Homemade lasagna is a treat, but it’s also a lot of work. Here, frozen meat sauce and a slow cooker turn it into a deliciously effortless meal.
- Yield: 7 Servings
- Preparation Time: 30 Minutes
- ½ pound ground beef
- ½ pound Italian sausage
- 1 large onion, chopped
- 1½ teaspoons kosher salt
- ½ teaspoon freshly ground black pepper
- 1 teaspoon Italian seasoning
- 2 tablespoons parsley
- 2 teaspoons garlic powder
- 2 tablespoons Worcestershire sauce
- 1 (6-ounce) can tomato paste
- 1 (29-ounce) can tomato sauce
- 2 tablespoons granulated sugar
- 1¼ cups water
- 4 cups shredded mozzarella cheese
- 1½ cups cottage cheese
- ½ cup grated Parmesan cheese
- 1 (8-ounce) package regular lasagna noodles, uncooked
- Mozzarella cheese, for topping
How to Make It
- Label a 1-gallon freezer bag. In a large pan, brown the beef, sausage, and onion over medium heat. Add the rest of the prep day ingredients to the pan, stir, and simmer for 15–20 minutes. Allow the meat sauce to cool before placing it in the freezer bag. Squeeze the remaining air out of the freezer bag and seal it. Lay the bag flat to freeze.

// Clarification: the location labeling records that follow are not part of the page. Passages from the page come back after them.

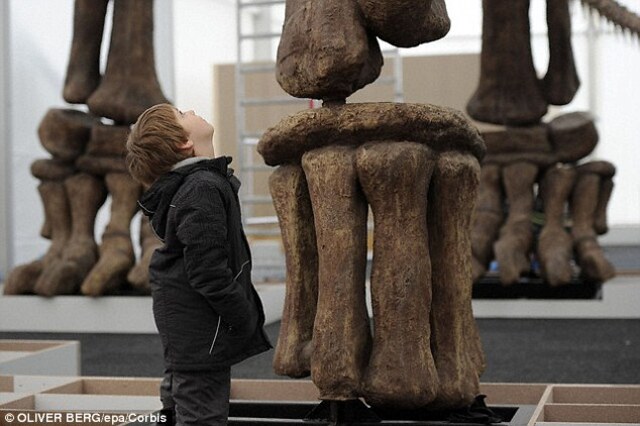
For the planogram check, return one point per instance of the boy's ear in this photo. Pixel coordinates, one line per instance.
(186, 145)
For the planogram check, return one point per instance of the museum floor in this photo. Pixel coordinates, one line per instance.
(517, 350)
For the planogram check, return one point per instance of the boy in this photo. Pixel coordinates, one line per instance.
(207, 312)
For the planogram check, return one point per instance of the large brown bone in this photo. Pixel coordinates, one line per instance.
(509, 89)
(83, 70)
(341, 336)
(516, 236)
(86, 195)
(130, 84)
(584, 205)
(395, 178)
(65, 132)
(488, 218)
(406, 23)
(573, 136)
(456, 345)
(138, 276)
(105, 150)
(23, 278)
(116, 250)
(555, 245)
(292, 203)
(441, 128)
(325, 51)
(561, 82)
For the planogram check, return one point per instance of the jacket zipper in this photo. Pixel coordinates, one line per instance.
(241, 269)
(215, 337)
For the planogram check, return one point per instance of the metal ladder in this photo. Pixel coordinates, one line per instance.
(262, 60)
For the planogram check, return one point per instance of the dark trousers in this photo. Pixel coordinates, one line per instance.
(198, 397)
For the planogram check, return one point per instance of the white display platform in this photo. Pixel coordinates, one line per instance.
(40, 357)
(109, 314)
(95, 394)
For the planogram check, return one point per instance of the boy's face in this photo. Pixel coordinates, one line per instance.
(200, 132)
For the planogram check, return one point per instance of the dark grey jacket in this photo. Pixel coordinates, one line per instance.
(204, 304)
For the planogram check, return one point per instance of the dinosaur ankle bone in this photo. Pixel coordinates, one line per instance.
(105, 150)
(561, 82)
(508, 91)
(83, 70)
(512, 249)
(116, 250)
(138, 276)
(340, 348)
(573, 136)
(555, 245)
(291, 200)
(488, 218)
(325, 51)
(584, 207)
(56, 210)
(406, 23)
(65, 132)
(108, 140)
(456, 345)
(395, 178)
(86, 195)
(130, 84)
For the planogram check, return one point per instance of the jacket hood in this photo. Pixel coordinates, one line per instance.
(156, 201)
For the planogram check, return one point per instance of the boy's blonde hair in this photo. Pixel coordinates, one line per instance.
(153, 144)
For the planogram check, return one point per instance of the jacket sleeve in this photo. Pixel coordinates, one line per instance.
(202, 229)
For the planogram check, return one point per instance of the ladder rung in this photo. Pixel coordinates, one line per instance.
(257, 168)
(271, 101)
(260, 3)
(259, 36)
(256, 199)
(384, 80)
(246, 69)
(262, 220)
(250, 142)
(256, 135)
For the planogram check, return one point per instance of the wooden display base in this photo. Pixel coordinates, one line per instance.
(55, 357)
(287, 402)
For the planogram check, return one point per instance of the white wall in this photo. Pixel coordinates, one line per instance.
(5, 134)
(204, 34)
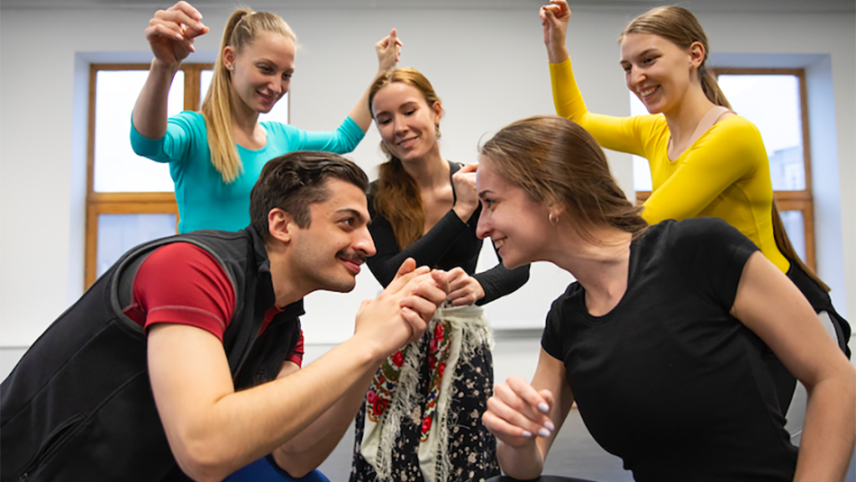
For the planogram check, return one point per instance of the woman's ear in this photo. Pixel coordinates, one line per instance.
(281, 225)
(229, 58)
(555, 212)
(438, 111)
(697, 55)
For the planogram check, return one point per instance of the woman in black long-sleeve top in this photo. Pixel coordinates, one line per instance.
(421, 420)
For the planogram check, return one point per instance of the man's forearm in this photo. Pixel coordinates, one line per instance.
(313, 445)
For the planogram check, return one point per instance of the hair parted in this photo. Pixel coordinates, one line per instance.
(679, 26)
(396, 195)
(242, 28)
(558, 163)
(295, 181)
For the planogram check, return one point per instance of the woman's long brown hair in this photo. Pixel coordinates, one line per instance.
(557, 162)
(396, 195)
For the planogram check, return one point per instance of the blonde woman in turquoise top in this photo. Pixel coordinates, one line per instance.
(216, 155)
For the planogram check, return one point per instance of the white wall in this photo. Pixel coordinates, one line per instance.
(488, 66)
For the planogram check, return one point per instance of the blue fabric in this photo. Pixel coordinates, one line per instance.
(266, 470)
(204, 200)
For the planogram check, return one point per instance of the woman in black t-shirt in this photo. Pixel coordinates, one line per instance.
(422, 420)
(660, 341)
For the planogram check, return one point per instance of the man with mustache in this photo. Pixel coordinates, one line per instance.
(184, 357)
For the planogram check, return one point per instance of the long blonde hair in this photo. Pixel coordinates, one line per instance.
(557, 162)
(396, 195)
(679, 26)
(242, 28)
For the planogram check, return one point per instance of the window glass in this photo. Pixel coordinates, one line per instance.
(118, 233)
(117, 168)
(641, 171)
(772, 103)
(279, 113)
(795, 227)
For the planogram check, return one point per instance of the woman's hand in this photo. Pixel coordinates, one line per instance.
(466, 197)
(388, 52)
(463, 288)
(554, 19)
(516, 413)
(171, 32)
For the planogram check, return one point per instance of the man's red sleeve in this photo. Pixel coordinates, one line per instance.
(182, 283)
(296, 355)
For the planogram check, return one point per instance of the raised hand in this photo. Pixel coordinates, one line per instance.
(402, 311)
(388, 51)
(466, 196)
(463, 288)
(554, 19)
(516, 413)
(171, 32)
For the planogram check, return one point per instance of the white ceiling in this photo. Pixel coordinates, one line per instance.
(815, 6)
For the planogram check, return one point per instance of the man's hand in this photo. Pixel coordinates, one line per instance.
(401, 313)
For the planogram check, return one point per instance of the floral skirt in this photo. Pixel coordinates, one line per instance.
(421, 421)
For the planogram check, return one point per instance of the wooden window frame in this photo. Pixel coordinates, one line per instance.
(802, 201)
(98, 203)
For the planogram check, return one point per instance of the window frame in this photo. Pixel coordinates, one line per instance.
(98, 203)
(802, 201)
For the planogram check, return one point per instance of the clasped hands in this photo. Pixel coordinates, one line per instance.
(400, 315)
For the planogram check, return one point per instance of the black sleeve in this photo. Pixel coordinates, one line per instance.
(427, 251)
(500, 281)
(551, 339)
(711, 255)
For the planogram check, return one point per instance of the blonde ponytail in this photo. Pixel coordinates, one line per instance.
(679, 26)
(241, 29)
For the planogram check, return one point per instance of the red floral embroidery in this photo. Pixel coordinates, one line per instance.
(426, 424)
(380, 406)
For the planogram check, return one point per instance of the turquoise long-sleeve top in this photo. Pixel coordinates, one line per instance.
(204, 200)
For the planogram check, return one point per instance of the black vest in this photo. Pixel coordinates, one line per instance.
(79, 406)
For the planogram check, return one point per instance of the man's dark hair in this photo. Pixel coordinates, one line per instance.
(295, 181)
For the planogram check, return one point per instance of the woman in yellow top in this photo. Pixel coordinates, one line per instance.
(704, 159)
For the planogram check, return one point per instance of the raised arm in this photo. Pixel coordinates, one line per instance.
(213, 430)
(526, 418)
(772, 307)
(625, 134)
(170, 34)
(388, 51)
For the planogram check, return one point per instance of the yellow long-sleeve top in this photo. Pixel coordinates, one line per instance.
(724, 174)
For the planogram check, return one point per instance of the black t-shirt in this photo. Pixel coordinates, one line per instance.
(451, 243)
(668, 380)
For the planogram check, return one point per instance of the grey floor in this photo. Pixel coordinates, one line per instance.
(574, 454)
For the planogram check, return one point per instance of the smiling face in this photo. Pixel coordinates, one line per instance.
(407, 124)
(327, 254)
(658, 71)
(518, 226)
(261, 71)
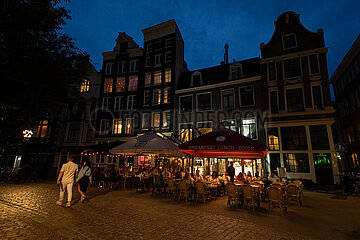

- Allow the meat sauce to thaw overnight in the refrigerator. On serving day, combine the cheeses in a large bowl. Add the meat sauce, noodles (breaking them to fit), and mixed cheese to the slow cooker to create three even layers, then top the last layer with more sauce and extra mozzarella. Cover and cook on low for 4–5 hours until the noodles are tender.